The government could do the same thing with chicken sandwiches. Perhaps the government could outlaw the use of peanut oil in cooking chicken. They would likely claim that due to some people suffering a peanut allergy, it is unsafe or discriminatory for Chick-fil-a to use peanut oil. Any restaurant that uses a different frying oil would be unaffected while Chick-fil-a would be forced to reinvent its entire recipe and process. This likely would lead to an inferior product at a higher cost, impacting the company’s ability to successfully compete. When these type of government regulations are targeted in such a way that they only affect one or a few companies in an industry, those companies could ultimately end up so crippled that they go out of business. In this way, although they would claim the regulations are for the greater public good, the government would be once again picking winners and losers.
Most taxes levied on businesses are automatically passed on to the consumer, either directly or indirectly, but imagine if a targeted excise (or “sin”) tax like that used to regulate sodas were to be similarly applied only to fried chicken sandwiches. Fast food restaurants that primarily serve burgers wouldn’t feel much harm from a fried chicken sandwich tax, and Zaxby’s, which primarily serves chicken tenders, or Popeye’s, which also serves traditional fried chicken, would suffer less harm than Chick-fil-a, which specializes in the fried chicken sandwich. Rather than force other businesses to compete for the consumer’s attention, the government might tax Chick-fil-a in such a way that hinders its productivity or forces it to raise prices and drive consumers to other restaurants.
The fact is that in the case of almost every single government-contrived “solution,” the customer loses. Competition among businesses is always in the customer’s favor. “In general, if any branch of trade, or any division of labour, be advantageous to the public, the freer and more general the competition, it will always be the more so,” economist Adam Smith wrote in “The Wealth of Nations.”

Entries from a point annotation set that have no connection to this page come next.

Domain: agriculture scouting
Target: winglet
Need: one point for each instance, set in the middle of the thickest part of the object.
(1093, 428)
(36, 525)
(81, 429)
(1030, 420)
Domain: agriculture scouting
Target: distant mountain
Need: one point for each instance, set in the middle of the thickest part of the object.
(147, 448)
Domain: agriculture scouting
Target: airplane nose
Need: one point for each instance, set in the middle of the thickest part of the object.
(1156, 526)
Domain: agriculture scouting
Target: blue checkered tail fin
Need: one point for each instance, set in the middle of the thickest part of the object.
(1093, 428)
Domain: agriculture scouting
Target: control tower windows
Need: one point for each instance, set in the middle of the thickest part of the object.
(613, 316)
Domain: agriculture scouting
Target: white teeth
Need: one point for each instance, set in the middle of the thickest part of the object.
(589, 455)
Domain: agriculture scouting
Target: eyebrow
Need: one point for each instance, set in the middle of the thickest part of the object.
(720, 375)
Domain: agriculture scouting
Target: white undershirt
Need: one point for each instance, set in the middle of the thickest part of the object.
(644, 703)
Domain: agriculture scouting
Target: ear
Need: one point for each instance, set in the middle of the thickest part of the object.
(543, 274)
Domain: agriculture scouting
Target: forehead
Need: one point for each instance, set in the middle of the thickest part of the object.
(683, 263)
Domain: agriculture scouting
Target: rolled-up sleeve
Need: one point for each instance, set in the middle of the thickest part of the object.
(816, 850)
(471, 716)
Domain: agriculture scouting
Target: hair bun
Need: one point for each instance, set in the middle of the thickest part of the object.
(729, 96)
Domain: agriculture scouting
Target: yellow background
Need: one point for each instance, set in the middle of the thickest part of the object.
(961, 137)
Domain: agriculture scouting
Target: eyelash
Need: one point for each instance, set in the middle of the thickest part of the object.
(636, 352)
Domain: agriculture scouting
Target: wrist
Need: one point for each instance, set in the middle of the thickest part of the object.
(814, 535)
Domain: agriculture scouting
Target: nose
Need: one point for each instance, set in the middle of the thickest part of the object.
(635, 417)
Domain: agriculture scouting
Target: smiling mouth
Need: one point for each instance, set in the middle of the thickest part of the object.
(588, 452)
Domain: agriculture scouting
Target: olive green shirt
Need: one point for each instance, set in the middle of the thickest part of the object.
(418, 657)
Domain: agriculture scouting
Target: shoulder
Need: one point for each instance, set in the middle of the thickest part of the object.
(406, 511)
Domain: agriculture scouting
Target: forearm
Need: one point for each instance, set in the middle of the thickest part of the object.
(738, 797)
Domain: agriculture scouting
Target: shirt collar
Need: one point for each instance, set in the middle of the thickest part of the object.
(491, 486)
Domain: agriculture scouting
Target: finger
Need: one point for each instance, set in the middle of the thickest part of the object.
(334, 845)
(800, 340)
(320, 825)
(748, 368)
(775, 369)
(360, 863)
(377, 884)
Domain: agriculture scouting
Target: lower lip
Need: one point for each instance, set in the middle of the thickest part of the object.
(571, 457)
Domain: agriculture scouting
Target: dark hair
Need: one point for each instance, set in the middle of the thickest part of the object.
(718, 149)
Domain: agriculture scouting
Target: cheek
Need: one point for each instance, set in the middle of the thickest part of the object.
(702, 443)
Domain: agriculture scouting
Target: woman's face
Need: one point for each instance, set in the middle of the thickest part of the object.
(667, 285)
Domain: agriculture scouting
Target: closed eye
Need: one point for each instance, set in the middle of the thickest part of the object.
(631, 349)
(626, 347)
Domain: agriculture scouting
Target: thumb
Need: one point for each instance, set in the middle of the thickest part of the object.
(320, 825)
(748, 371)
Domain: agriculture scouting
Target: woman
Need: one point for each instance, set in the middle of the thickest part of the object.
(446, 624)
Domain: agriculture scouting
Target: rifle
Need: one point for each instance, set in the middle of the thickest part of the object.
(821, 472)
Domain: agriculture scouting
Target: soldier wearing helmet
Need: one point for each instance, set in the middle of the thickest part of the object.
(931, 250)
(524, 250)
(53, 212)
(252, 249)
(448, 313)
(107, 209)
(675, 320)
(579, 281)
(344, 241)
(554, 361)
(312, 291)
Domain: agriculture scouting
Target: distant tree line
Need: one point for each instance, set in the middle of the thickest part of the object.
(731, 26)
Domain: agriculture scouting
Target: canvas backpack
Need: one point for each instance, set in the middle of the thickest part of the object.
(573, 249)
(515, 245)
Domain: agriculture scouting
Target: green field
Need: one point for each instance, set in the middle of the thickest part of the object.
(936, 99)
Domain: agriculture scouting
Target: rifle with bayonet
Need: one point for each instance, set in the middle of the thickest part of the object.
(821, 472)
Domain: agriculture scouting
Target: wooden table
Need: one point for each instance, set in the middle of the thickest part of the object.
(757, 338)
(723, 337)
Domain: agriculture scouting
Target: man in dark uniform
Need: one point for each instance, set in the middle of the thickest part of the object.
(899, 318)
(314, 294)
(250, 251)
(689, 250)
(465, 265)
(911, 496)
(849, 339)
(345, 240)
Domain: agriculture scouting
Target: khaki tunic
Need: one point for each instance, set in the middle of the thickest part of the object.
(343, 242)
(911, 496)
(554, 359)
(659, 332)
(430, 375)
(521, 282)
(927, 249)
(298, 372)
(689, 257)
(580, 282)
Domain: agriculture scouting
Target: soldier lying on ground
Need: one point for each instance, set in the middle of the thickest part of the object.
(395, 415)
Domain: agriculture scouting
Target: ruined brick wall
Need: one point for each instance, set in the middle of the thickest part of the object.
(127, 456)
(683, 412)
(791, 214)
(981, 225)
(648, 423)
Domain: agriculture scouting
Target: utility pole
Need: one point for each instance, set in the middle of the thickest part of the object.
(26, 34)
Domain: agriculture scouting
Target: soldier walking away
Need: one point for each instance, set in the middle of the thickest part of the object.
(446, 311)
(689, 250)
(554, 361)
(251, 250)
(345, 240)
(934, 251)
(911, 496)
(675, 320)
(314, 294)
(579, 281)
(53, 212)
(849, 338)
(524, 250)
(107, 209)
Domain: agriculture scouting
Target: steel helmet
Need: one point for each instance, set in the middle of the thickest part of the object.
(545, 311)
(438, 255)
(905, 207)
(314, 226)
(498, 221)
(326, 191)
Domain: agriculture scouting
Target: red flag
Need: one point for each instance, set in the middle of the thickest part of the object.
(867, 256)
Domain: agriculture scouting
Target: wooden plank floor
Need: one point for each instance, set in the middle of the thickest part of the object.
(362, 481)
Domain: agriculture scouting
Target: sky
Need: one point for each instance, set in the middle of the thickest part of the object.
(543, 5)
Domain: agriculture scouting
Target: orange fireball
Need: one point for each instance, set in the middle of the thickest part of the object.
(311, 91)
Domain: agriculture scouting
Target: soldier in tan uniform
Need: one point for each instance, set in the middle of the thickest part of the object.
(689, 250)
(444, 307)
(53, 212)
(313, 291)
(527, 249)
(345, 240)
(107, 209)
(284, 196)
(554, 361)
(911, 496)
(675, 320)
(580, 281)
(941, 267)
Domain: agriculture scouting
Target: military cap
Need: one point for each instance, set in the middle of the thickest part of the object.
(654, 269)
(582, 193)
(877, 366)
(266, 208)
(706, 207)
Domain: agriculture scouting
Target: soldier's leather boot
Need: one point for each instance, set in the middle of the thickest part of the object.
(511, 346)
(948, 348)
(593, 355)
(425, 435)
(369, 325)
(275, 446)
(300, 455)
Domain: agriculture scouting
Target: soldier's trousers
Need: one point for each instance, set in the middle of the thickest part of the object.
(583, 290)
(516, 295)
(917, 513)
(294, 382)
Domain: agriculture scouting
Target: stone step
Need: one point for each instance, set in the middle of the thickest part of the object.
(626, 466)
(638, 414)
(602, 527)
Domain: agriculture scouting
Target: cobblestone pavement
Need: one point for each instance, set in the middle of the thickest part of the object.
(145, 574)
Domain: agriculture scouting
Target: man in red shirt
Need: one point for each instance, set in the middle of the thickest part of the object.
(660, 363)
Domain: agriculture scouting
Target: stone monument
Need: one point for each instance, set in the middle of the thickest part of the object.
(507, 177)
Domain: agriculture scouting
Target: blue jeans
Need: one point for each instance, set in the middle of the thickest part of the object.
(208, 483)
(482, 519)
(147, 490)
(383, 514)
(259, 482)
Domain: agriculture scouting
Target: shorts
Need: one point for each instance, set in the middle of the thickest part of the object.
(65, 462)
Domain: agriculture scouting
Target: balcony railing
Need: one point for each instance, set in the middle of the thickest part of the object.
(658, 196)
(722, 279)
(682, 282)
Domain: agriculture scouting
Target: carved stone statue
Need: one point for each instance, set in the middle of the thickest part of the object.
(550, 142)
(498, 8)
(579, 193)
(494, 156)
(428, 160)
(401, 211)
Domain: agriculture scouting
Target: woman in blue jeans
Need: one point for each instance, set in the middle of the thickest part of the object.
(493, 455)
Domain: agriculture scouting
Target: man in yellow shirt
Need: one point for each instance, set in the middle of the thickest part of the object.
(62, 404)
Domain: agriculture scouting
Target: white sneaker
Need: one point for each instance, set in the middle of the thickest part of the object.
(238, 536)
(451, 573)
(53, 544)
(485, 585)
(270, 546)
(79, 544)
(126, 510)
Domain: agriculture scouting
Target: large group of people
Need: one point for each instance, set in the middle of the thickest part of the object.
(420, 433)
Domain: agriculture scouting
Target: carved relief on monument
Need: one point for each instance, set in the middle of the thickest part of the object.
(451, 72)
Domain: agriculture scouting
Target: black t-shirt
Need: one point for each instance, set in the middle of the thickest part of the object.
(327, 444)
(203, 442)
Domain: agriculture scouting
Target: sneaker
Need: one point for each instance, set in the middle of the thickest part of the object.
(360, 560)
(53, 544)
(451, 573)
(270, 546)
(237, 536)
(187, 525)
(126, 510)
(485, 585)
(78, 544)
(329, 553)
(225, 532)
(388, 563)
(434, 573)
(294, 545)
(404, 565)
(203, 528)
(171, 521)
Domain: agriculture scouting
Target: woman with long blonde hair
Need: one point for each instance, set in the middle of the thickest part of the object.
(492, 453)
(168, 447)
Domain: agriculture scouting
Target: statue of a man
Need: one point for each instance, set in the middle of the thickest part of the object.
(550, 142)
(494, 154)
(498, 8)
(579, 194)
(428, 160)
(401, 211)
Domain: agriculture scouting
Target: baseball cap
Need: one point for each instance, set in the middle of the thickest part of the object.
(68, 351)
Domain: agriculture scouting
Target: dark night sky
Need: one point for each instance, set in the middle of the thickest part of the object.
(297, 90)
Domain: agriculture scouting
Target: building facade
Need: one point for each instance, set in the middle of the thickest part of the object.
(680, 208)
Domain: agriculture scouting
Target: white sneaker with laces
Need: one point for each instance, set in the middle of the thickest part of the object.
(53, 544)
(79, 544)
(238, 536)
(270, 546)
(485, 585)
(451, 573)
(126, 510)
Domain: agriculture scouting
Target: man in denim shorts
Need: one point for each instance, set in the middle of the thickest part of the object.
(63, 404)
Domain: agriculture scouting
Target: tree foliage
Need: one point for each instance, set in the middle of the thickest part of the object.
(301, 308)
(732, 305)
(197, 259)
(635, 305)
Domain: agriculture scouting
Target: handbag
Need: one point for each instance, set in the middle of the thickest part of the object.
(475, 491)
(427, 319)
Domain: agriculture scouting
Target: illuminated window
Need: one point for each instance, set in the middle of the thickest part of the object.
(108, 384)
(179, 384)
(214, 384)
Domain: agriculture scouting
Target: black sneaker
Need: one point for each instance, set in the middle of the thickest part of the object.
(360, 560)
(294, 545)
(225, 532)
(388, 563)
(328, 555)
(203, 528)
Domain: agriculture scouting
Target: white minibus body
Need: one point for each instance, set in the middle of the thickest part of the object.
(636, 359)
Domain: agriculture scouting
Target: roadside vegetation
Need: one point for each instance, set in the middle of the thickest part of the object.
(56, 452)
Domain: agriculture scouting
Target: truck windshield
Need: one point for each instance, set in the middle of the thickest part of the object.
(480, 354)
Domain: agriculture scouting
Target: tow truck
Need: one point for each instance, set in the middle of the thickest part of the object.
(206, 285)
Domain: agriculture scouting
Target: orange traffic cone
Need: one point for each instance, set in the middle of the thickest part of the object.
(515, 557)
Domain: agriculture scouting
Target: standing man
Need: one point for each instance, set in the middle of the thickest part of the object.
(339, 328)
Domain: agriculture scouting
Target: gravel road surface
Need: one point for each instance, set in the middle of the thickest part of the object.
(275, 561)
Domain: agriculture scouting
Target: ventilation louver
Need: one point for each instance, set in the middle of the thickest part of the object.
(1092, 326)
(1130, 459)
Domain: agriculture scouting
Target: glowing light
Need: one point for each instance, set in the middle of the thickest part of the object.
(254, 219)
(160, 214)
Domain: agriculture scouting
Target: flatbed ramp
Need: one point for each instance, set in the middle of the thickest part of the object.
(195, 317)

When government gets involved, however, it is in the role of a central planner, artificially manipulating the economy in an attempt to get a desired result, which is often not in the best interest of the consumer. Government intervention stymies innovation, drive, competition, and efficiency.
The fact is, capitalism has catapulted America into the golden age of fried chicken sandwiches, to the delight of Americans across the country, whereas government intervention strangles rather than supports even the most vibrant of industries. As Friedman said, “If you put the federal government in charge of the Sahara Desert, in five years there’d be a shortage of sand.”
And if you put the government in charge of chicken sandwiches — and I’m begging here, please don’t — in five years we might all be going vegan.